Lumber Jerks moves viewers gradually to this environmentalist, anti-consumerism message. It first focuses on saving one tree in a forest—but the conclusion differs dramatically. Two cheerful gophers scurry toward their home tree, but when they go up into the hollow of the tree, they find it has been cut down and carried away. The two gophers take steps to retrieve their tree—what they call their property—tracking it to a river and then picking it out of the hundreds of logs floating on the water. They climb on their tree and row away but cannot fight the current and nearly go over a waterfall. Once they escape, one gopher exclaims, “I’m bushed,” and the two fall asleep, waking up only after entering a lumber mill, surviving a saw blade cutting their tree trunk in two.
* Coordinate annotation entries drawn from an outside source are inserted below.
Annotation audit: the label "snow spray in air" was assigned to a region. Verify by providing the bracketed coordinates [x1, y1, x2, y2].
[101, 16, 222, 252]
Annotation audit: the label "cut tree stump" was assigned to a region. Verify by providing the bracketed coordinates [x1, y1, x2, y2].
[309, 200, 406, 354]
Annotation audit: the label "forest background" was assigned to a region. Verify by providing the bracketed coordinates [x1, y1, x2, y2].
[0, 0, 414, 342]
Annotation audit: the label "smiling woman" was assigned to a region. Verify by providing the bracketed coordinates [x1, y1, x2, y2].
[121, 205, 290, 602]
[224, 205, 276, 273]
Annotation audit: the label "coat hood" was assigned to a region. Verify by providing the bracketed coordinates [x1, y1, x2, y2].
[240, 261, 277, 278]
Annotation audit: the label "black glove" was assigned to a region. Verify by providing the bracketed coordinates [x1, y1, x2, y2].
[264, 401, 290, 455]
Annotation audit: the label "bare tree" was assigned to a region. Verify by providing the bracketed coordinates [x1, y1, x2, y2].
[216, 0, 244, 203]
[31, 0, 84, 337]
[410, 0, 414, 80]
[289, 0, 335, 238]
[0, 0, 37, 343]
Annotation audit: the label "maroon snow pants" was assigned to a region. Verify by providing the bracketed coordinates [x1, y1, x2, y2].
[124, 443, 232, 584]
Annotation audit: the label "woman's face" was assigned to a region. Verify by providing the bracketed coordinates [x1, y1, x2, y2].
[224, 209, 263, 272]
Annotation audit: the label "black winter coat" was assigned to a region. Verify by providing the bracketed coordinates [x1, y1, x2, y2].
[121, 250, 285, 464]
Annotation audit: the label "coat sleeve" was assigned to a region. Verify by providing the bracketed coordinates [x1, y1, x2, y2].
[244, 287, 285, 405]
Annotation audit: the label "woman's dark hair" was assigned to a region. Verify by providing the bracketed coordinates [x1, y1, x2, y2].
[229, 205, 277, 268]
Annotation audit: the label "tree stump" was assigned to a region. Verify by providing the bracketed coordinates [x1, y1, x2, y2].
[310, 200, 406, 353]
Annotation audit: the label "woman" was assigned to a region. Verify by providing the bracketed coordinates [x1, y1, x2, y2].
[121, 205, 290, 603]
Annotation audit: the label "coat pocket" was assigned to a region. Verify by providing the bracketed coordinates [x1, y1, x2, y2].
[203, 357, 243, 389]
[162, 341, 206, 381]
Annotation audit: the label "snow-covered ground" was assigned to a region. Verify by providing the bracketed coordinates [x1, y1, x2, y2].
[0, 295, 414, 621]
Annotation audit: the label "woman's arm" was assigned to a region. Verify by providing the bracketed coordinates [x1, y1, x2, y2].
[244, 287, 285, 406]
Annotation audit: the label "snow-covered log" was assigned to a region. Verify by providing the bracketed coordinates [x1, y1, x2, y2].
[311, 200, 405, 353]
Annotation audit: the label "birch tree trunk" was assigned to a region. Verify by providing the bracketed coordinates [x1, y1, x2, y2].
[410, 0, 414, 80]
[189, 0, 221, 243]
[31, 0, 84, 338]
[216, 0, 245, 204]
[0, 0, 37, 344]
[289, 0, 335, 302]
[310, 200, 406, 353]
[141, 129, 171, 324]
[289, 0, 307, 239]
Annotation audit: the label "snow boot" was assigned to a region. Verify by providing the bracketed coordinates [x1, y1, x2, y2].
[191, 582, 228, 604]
After seeing the devastation around them, the gophers state the obvious about the repercussions of consumerism. One of the gophers explains, “It looks like they are bent on the destruction of our forests,” and the scene shifts to the mill’s workings. One “shot” shows trees ground into sawdust being made into artificial fireplace logs. Another shows an entire tree being “sharpened” to produce one toothpick. Then the gophers discover what had happened to their own tree: “They’re going to make furniture out of our tree,” states one. But the idea of ownership of consumer goods extends to the gophers and their tree home. They wish to reclaim their property, their own possession, so the other gopher exclaims, “That is definitely our property. We must think of a way to repossess it.” The gophers siphon the gas out of the furniture truck and, when it breaks down, “steal” their tree’s furniture from the truck. They build a tree house with the furniture, adding branches for good measure and topping the tree off with a television set.
The cartoon ends with one of the gophers telling the other, “Isn’t our home much better than it was before ….[we have] Television… and just think how much better it will be with electricity!” Because the gophers view their tree home as a possession not unlike the furniture produced from its wood, they seem pleased with their “repossession.” But the enviro-toon leaves viewers feeling ambivalent about the price of progress.
Lumber Jerks combines a critique of consumerism with a statement about its source—natural wilderness—but seems to also endorse interdependence between humans and the natural world (and between progress and conservation), at least to the extent that furniture built from a tree trunk can return to the forest as the Goofy Gophers’ home. With its overt focus on consumerism, however, the ‘toon goes further than the other shorts we examined here. It leaves viewers questioning the Goofy Gopher’s conclusion stated in the opening: “Isn’t our house much better than it was before?”